Após a leitura de Vozes de Tchernóbil, estou pensando seriamente em reiniciar a leitura de O Homem sem Qualidades, de Robert Musil. Estou sentindo a necessidade de uma descoberta mais profunda de mim mesmo, e como não tenho condições, por enquanto, nem de tempo nem de dinheiro de me consultar com um psicanalista, pensei que uma aventura intelectual deste nível poderia ser uma boa pedida. Esses livros que expõem um panorama geral de uma determinada sociedade e seus conflitos são, pelas minhas experiências anteriores de leitura, muito enriquecedoras. Eu já havia lido as primeiras 300 páginas no fim do ano passado, mas larguei a leitura quando percebi que não a estava fazendo da maneira correta. Estava lendo nas pressas um livro que não é para ser lido nas pressas, ainda que, de qualquer forma, ele já estivesse me trazendo muitas inquietações subconscientes. Eu havia decidido que, quando o retomasse, iria fazer uma leitura reflexiva. Muitos dos pontos de vista, dos perfis de personalidade que eu imensamente me identifico, que refletem a mim mesmo, foram encontrados tanto em personagens absolutamente cativantes como em outros abomináveis e moralmente repreensíveis, e tudo isso me incomodou bastante, mas ao mesmo tempo, exerceu em mim um fascínio estranho. Imediatamente tive de fechar o calhamaço. Prosseguir numa leitura superficial seria um tempo mal gasto. Para uma autodescoberta, sinto que este é o livro ideal. Essa necessidade que sinto agora é bem curiosa, visto que o protagonista do livro tem esse mesmo intuito. Como se dá o desenvolvimento do autoconhecimento numa sociedade tecnocrata? Qual o destino daqueles que se propõem a pensar livremente numa era em que as profissões se encontram institucionalizadas no âmbito do estado e das empresas públicas e privadas? Pois bem, a partir de agora, inicio esse projeto de tempo indeterminado, e convido quem porventura vier a ler esse blog a me acompanhar nessa empreitada.
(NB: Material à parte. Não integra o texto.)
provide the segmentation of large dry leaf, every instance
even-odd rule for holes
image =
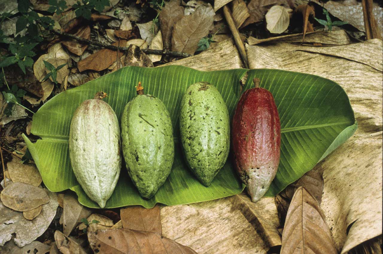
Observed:
[[[57,247],[63,254],[87,254],[80,244],[58,230],[54,232],[54,240]]]
[[[120,210],[120,216],[124,228],[162,234],[158,205],[151,209],[146,209],[139,205],[128,207]]]
[[[9,254],[45,254],[49,252],[50,249],[49,245],[34,241],[22,248],[16,246]]]
[[[152,20],[146,23],[137,23],[136,24],[139,29],[141,38],[150,46],[152,44],[153,39],[158,32],[158,27],[154,24]]]
[[[286,7],[288,6],[285,0],[251,0],[247,4],[247,8],[250,16],[242,24],[241,27],[262,21],[265,18],[266,13],[272,6],[282,4]]]
[[[15,211],[34,209],[49,202],[44,190],[20,182],[7,186],[0,193],[3,204]]]
[[[151,49],[158,49],[159,50],[162,50],[164,49],[164,46],[162,45],[162,34],[160,30],[158,31],[158,33],[153,39],[153,41],[152,41],[152,43],[149,46],[149,48]],[[153,63],[160,61],[161,58],[162,57],[162,55],[161,55],[148,54],[147,55],[147,57],[150,58]]]
[[[236,26],[237,28],[239,28],[246,19],[250,16],[249,13],[249,9],[243,0],[234,0],[231,2],[231,15],[234,20]]]
[[[350,42],[342,30],[310,34],[305,40]],[[346,253],[382,232],[382,41],[326,47],[290,43],[301,41],[299,36],[273,41],[267,47],[247,46],[249,64],[252,68],[300,72],[331,79],[350,98],[358,129],[322,163],[321,205],[337,249]]]
[[[11,179],[14,182],[21,182],[37,187],[43,179],[34,164],[21,163],[21,160],[13,158],[7,164]]]
[[[265,17],[267,24],[266,28],[272,33],[282,33],[286,31],[290,23],[287,10],[280,5],[271,7]]]
[[[166,3],[158,16],[162,34],[164,47],[170,50],[172,47],[172,33],[174,24],[183,16],[183,7],[180,0],[171,0]]]
[[[337,254],[319,204],[303,187],[295,192],[282,235],[281,254]]]
[[[65,194],[64,197],[64,210],[61,220],[64,226],[64,234],[69,235],[75,227],[81,222],[81,219],[87,218],[91,211],[79,203],[74,194]]]
[[[172,50],[193,54],[200,40],[213,29],[214,15],[212,8],[199,7],[178,20],[173,30]]]
[[[95,253],[196,254],[190,248],[156,233],[124,228],[93,231],[92,228],[88,231],[88,239]]]
[[[118,43],[115,42],[112,45],[118,46]],[[126,47],[126,41],[121,40],[120,47]],[[120,52],[118,57],[122,56],[123,52]],[[108,49],[102,49],[93,53],[77,63],[77,67],[80,72],[86,70],[93,70],[99,72],[105,70],[115,62],[117,58],[117,51]]]
[[[272,198],[250,203],[243,195],[162,207],[162,235],[200,254],[265,254],[281,243],[277,207]]]
[[[50,200],[43,205],[40,215],[33,221],[26,219],[22,213],[9,209],[0,202],[0,246],[3,245],[15,234],[13,241],[19,247],[22,247],[45,232],[56,214],[58,204],[56,193],[44,190]]]
[[[89,26],[82,26],[73,35],[89,40],[90,39],[90,28]],[[82,55],[88,45],[87,43],[80,42],[74,39],[67,39],[61,42],[68,49],[68,50],[77,55]]]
domingo, 26 de junho de 2016

Presente do dia dos namorados ou sobre escutar o que os outros têm a dizer sem condescendência para vozes extremistas

12 de junho de 2016. No dia dos namorados, ganhei uma caixinha vermelha repleta de bombons trufados (guloso que sou, comi todos naquele mesmo dia) e de tiras de papel maché coloridas como adorno, por baixo das quais havia um pacote embrulhado. Logo reconheci o formato de um livro, e pelo peso e tamanho, tentei adivinhar qual o titulo, sem lograr sucesso. Não lembro exatamente qual o livro que imaginei que fosse (acho que Nada a Invejar, sobre a realidade da vida na Coréia do Norte, o país mais fechado do mundo, que eu quero muito ler). Quando rasguei o pacote, vi o livro Vozes de Tchernóbil – A História Oral do Desastre Nuclear. No mesmo dia comecei a ler e terminei suas cerca de 380 páginas exatamente em duas semanas, ou seja, hoje, 26 de junho de 2016. Trata-se de uma série de relatos compilados por Svetlana Aleksiévitch, autora desse e de outros livros de relatos que cursam acerca de aspectos diversos da realidade e da sociedade soviética do século XX e XXI, que lhe renderam o Prêmio Nobel de Literatura de 2015. Em seu discurso após receber o prêmio, ela falou: “Flaubert disse de si mesmo que era um ‘homem pena’. Posso dizer que sou uma ‘mulher ouvido’”. E é isso mesmo. Após lê-lo, recebi o convite de aprimorar a capacidade de escutar e de calar nos momentos corretos, de ouvir o que as outras pessoas têm a dizer sem julgamentos, sem reservas, a necessidade de desenvolver o respeito pela diversidade de vozes e opiniões sem ser condescendente com opiniões extremistas. O termo “coro de vozes”, a técnica que ela utiliza em sua escrita, é um conceito lindo que abarca toda a diversidade de melodias existentes numa só partitura. O discurso de Chimamanda Ngozi Adichie no TED sobre a necessidade da multiplicidade de vozes para se quebrar os malefícios provocados pela formação e sedimentação de estereótipos nunca fez tanto sentido para mim quanto quando da experiência de ler este livro. Um belo presente de dia dos namorados, não? As reflexões que esta obra-prima me proporcionou compartilharei aos poucos em textos futuros.